The principle of using muons to image the inside of the pyramids is virtually identical. Although most muons will pass straight through the pyramids, the many tonnes of limestone will absorb a sizeable fraction of the muons passing through. The more limestone in their way, the more will be absorbed. So by measuring the flux (the number passing through an area per second) of muons from different angles, we can infer the densities in different parts of the pyramid. This was an idea suggested, and even roughly implemented by Nobel Prize winning physicist Luis Alvarez back in the 1970s, albeit with less accurate detectors.
For the voids that were already known of, the King and Queen’s chambers, the researchers anticipated measuring more muons when looking at the paths of particles that passed through them, since there was less limestone there to absorb them. Indeed, looking at the number of muons measured through those chambers, they saw an increase in the flux, in line with the predictions of computer-generated models. However, that’s not all that was found.
As well as the expected increase in muons from the previously discovered chambers, three independent measurements found an unexpected excess of muons in the same region of the pyramid, located above the Grand Gallery.
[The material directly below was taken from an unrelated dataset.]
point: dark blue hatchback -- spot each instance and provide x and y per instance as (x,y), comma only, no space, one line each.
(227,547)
The first came from nuclear emulsion, a special kind of photographic film that can record three dimensional tracks left by muons, placed in the Queen’s chamber alongside a second set of detectors called scintillator hodoscopes, which give off a flash of light when a muon passes through them. In addition to these, the team positioned gas detectors outside the pyramid as another independent measurement. Gas detectors operate on the principle that passing muons give up a tiny bit of their energy and kick electrons out of atoms in a gas as they pass. Ordinarily, these electrons would jump back into their host atoms, but if you apply an electric field between two plates surrounding the gas, the electrons will instead accelerate towards the positively charged plate (anode) where they can be detected, indicating that a muon has passed through.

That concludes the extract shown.